Baltic Journal of Economic Studies (Nov 2017)
CLASSIFICATION OF TASKS OF DATA MINING AND DATA PROCESSING IN THE ECONOMY
Abstract
The subject of the paper is methods of classification of data mining and data processing tasks in the economy, as well as their classification characteristics. Methodology. The research used the general scientific methodology of analysis, synthesis, generalization, comparison. Taxonomy methods are used in the compilation of the classification. The selection of actual economic problems is carried out by researching scientific publications on analysis and data processing. The purpose of the article is to compile an actual classification of data mining and data processing tasks in the economy and to refine the terminology of this branch of science.
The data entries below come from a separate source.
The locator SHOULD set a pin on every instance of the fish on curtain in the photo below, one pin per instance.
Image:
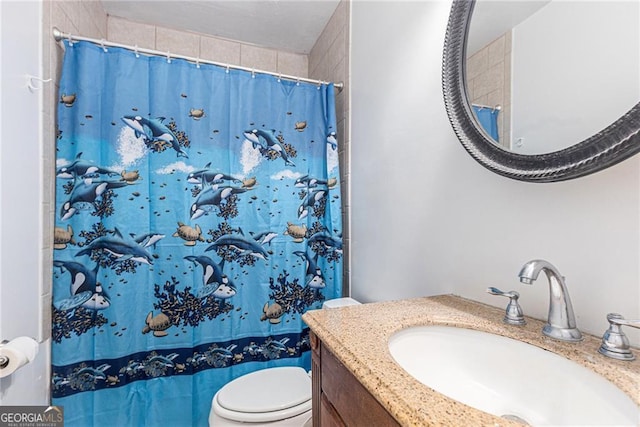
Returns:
(198, 216)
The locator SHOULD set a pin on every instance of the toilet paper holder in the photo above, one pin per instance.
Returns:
(4, 360)
(16, 353)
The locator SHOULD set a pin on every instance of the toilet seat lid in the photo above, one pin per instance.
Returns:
(266, 390)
Results. The classification of data mining tasks is proposed, consisting of four levels. All economic tasks of data mining are divided into two large groups: predictive and descriptive. Each group is subdivided into several classes, which combine tasks with similar taxonomic features. These are the classes of tasks classification, regression, clustering, link analysis, and outlier analysis. Classes of tasks are divided into types. An important criterion for this is the dimensionality of the input data representation. It means the number of neighbours for each individual data element. The data can be presented in the form of series, matrices, and graphs. The methods of analysing each form of data presentation vary considerably. The definition of data processing is clarified and a classification of relevant tasks is proposed. At the top level of classification, the data processing tasks are divided into two groups, depending on whether the order of the elements in the input data changes or not. The main classes of data processing tasks are identified, such as ranking, sorting, filtering, cleansing, recovery, and quantization. Practical use. The results of the research can be used to model intellectual decision-support systems. They allow improving the processes of problem formulation in data mining and data processing tasks. Also, it helps in the formalization of the procedures for selecting methods of their solutions. This leads to an increase in economic efficiency.